Mais les autorités du Caire ont rapidement décidé que Qurna elle-même constituait plus une horreur qu'une aide. Ses habitants utilisaient leur proximité des antiquités pour piller à l'échelle industrielle, ont-ils déclaré. Leurs maisons, à l’intérieur des tombeaux de l’époque pharaonique, et plus tard au-dessus d’eux, endommageaient un précieux patrimoine. Alors que les responsables des antiquités et la communauté archéologique luttaient pour empêcher le vol de tombes à la fin des années 1900, beaucoup ont fini par considérer Qurna comme l'illustration la plus flagrante de leur impuissance. Les lignes de bataille avaient été tracées. «Les [Qurnawi] sont un élément clé de l'histoire de la région, mais les archéologues leur ont refusé toute histoire sur la montagne», explique Caroline Simpson, chercheuse et militante de longue date pour la cause des villageois. "Ils ont été horriblement traités."

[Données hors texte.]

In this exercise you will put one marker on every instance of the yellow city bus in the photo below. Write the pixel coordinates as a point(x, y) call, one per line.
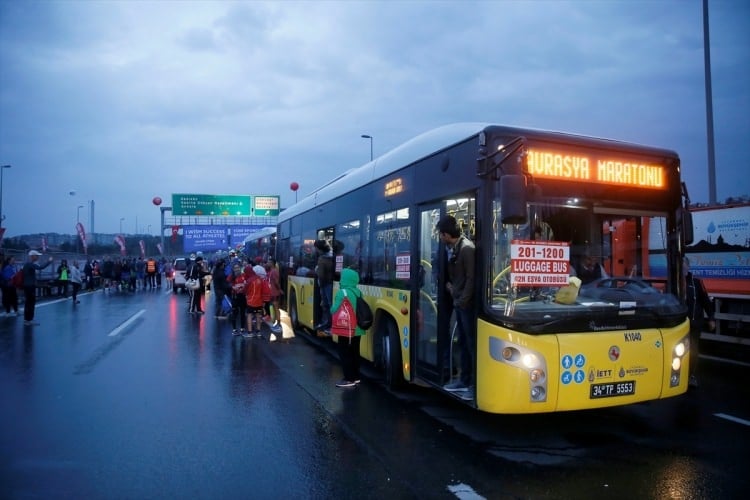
point(535, 204)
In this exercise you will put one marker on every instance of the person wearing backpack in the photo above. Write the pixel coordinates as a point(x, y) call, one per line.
point(348, 347)
point(237, 284)
point(196, 272)
point(10, 293)
point(63, 278)
point(29, 286)
point(254, 298)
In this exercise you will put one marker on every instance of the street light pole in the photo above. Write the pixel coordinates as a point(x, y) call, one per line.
point(78, 221)
point(163, 209)
point(2, 216)
point(365, 136)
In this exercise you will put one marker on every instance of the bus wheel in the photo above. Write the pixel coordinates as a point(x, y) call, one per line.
point(293, 314)
point(394, 375)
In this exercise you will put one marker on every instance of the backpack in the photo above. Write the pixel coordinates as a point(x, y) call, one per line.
point(364, 314)
point(17, 279)
point(254, 292)
point(343, 321)
point(266, 290)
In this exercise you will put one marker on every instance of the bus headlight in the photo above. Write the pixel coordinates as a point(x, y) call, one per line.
point(676, 364)
point(538, 393)
point(536, 375)
point(524, 363)
point(679, 349)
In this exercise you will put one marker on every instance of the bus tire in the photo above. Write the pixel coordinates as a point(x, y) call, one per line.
point(391, 356)
point(293, 313)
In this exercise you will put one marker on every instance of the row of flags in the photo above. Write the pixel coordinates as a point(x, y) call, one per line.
point(119, 239)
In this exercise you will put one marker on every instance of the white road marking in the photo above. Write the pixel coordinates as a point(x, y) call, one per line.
point(464, 492)
point(127, 322)
point(733, 419)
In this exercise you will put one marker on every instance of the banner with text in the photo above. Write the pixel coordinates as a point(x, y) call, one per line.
point(213, 238)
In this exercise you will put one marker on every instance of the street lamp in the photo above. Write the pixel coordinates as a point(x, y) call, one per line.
point(2, 216)
point(78, 221)
point(365, 136)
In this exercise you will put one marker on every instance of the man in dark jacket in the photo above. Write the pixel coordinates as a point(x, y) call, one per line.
point(460, 285)
point(324, 272)
point(29, 285)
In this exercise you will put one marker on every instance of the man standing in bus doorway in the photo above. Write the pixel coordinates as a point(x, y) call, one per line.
point(461, 287)
point(698, 303)
point(324, 271)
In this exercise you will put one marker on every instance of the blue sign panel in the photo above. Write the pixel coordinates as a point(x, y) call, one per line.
point(239, 233)
point(204, 238)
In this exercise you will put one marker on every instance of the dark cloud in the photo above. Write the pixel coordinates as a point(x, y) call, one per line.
point(123, 101)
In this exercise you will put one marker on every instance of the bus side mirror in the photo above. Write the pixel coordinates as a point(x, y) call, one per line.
point(687, 226)
point(513, 199)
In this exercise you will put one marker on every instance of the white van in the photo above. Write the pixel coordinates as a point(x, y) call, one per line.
point(180, 266)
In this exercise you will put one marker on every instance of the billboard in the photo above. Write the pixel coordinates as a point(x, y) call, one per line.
point(243, 205)
point(213, 238)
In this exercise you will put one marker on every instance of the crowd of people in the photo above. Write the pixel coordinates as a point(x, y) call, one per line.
point(245, 292)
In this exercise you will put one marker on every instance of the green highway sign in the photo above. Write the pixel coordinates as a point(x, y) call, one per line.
point(242, 205)
point(266, 206)
point(211, 204)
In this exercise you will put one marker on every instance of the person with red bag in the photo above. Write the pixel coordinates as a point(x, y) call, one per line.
point(344, 324)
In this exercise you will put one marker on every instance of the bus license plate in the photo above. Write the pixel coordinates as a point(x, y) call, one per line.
point(613, 389)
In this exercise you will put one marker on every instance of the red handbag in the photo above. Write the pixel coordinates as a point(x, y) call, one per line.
point(344, 321)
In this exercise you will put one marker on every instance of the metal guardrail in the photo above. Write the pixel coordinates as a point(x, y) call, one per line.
point(732, 315)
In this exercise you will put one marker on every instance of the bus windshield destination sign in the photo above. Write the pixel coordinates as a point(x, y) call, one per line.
point(619, 171)
point(539, 263)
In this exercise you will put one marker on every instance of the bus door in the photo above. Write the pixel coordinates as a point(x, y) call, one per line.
point(435, 321)
point(326, 234)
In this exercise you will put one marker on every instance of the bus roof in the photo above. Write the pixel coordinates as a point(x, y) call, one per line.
point(430, 143)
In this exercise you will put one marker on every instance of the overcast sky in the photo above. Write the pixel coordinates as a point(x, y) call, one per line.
point(124, 101)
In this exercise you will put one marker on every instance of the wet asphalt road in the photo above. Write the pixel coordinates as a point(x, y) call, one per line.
point(128, 396)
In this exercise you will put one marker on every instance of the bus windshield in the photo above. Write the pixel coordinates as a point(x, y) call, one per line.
point(578, 265)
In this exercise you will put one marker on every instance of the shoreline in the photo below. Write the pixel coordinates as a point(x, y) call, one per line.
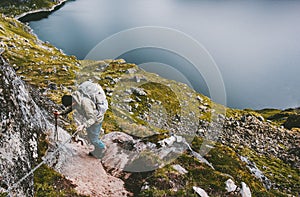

Cette saga sordide a commencé à la fin des années 1700, lorsque les aventuriers européens ont commencé à remonter le Nil en nombres réels. Ils étaient enchantés par les temples, dont beaucoup étaient encore ensevelis sous le sable et séduits par les champs au bord de la rivière presque incroyablement verts. La seule chose qui ne répondait pas à leurs attentes romantiques était la plupart des habitants eux-mêmes. «Ces fripons de fellahs», écrivait Charles Sonnini de Manoncourt, naturaliste français après une visite à l'ancienne Thèbes en 1800. «Cet endroit vraiment détestable.
Autrefois capitale de l'Égypte du Moyen et du Nouvel Empire, Thèbes avait été presque entièrement réduite en ruines et débris lorsque les étrangers ont commencé à arriver environ 5000 ans plus tard. Les grands temples, qui n'étaient auparavant accessibles qu'aux grands prêtres, avaient été sauvagés par les éléments et cannibalisés par des souverains ultérieurs pour obtenir des matériaux de construction. Et certains des villages qui se sont développés à leur place étaient peuplés de bandits et de dissidents politiques fuyant le bras court de l'État au Caire, au nord. Cependant, la plupart des anciens lieux de sépulture dans lesquels des dizaines de pharaons et des milliers de nobles avaient été inhumés, dont beaucoup sous Qurna, étaient encore en grande partie intacts.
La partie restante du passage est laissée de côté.